Passava das nove e meia. Tudo que se ouvia era o tic-tac-tic-tac do relógio de parede e um ronco tímido que lembrava aquela leve tremelicada que acomete os celulares quando estão no modo silencioso.

O ronco, na verdade, não era obra de nenhum avanço tecnológico, e sim o lamento cadenciado de estômagos que ainda não tinham recebido a refeição matinal.

– De quem é o dia hoje?

– Da Marta.

– Estranho, ela nunca atrasa.

– Tá com fome também?

– Morrendo.

– Será que aconteceu algo?

– Não, talvez tenha fila na padaria.

– Isso, fé que daqui a pouco ela chega com os pães.

– Tomara.

Mais dez minutos e nada. Os estômagos, impacientes com a demora da Marta, começaram a protestar com mais potência.

Cinco minutos depois chega Marta, sem fôlego e com a sacola de pães na mão.

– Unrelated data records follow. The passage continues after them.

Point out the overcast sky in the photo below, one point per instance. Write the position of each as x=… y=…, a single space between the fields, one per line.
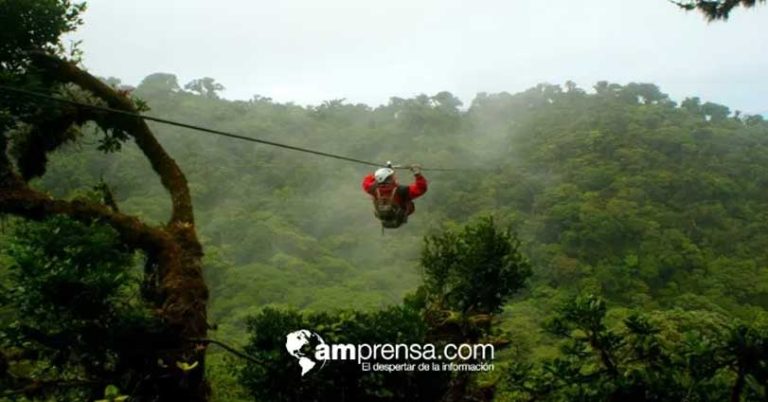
x=307 y=51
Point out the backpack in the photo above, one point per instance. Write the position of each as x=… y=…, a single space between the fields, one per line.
x=387 y=210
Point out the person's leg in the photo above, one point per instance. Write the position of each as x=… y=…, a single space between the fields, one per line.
x=410 y=208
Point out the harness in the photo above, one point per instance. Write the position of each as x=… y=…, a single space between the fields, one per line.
x=390 y=213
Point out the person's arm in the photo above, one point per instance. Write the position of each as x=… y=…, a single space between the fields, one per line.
x=418 y=187
x=368 y=183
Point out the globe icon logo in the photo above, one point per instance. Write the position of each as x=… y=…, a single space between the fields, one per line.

– Eita! Marta! Finalmente.

– Desculpem o atraso, mas dessa vez o pão atrasou por causa do cachorro.

– Você arranjou um cachorro?

– Mas não era alérgica a pelos, daquelas alergias de ficar cheia de bolinhas pelo corpo?

– Não gente, continuo sem cachorro.

– Um cachorro avançou em você?

– Nossa Marta! Ele te mordeu? Vamos pro hospital agora!

– Você vai ter que tomar umas  trinta injeções na barriga mas é pro seu bem.

– Ei, não é nada disso! Ninguém me mordeu.

– Ainda bem.

– Então, eu estava quase chegando na padaria, um pouco antes da porta tem aquele ponto de taxi, sabe?

– Sei.

– Daí, do lado do ponto tinha dois homens…

– Já sei, eles mexeram com você?

– Mas nem pra comprar pão a gente tem sossego…

– Não, deixa eu contar. Tinha dois homens, dois moradores de rua, um mais novo e um mais velho. Os três estavam, como posso dizer…festejando a vida.

– Mas não eram dois?

– Sim, dois homens, um mais novo, um mais velho e uma garrafa de Velho Barreiro.

– …

– Enfim, passei do lado deles e estava quase entrando na padaria quando escutei um ganido. Olhei pro lado e vi um cachorrinho amarrado ao poste, do lado do ponto de taxi.

– Ai que fofo!

– Nem tanto. Pelo que entendi o cachorrinho era dos dois homens do Velho Barreiro. Eles tinham amarrado o cachorro ao poste mas deixaram a corda muito curta. O coitadinho tentava sentar mas era automaticamente enforcado pela corda.

– Que dó.

– Pois é, daí não me aguentei . Fui até os dois  e perguntei se o cachorrinho era deles.

– E era?

– Sim, mas antes da resposta recebi uma baforada tão grande de cachaça que a mínima faísca provocaria uma explosão que deixaria o Michael Bay no chinelo.

– Cruzes.

– Tentei  explicar que a corda estava enforcando o cachorrinho. Os dois me olharam com aquele olhar perdido de quem não tá entendendo nada, sabe?

– Sei, meu marido faz esse olhar quando digo que é dia de faxina.

– Daí o mais velho foi até o cachorrinho pra me mostrar que a corda em volta do pescoço estava frouxa “viu madame, num tá apertando o pescoço do Bruce”.

– Bruce? O nome do cachorro é uma homenagem ao Bruce Lee?

– Não, Wayne. O nome do cachorro é Bruce Wayne.

– Hahaha, e a identidade secreta dele é o Batman?

– Fiz essa mesma brincadeira com o dono do cachorro. Ele olhou para os lados e fez “psiuuu! Não fale alto! Ele não sabe que a gente sabe ”.

– Se pelo menos fosse um morcego de estimação…

– Expliquei novamente que a corda era muita curta e que o pobre Bruce não conseguia sentar. Depois de me presentear com mais uma baforada de etanol ele disse que tinha amarrado o cachorrinho ao poste para que ele não fugisse para rua e fosse atropelado, mas que ia arrumar a corda. Como já estava atrasada, dei tchau e corri pra padaria.

– E o Bruce ficou bem?

– Ficou. Quando saí da padaria os dois homens estavam sentados na escada , o cachorro do lado deles, sem cordinha.

-Mas não tinha perigo de fugir e ser atropelado?

– Acho que não. Ele estava vestido de Batman.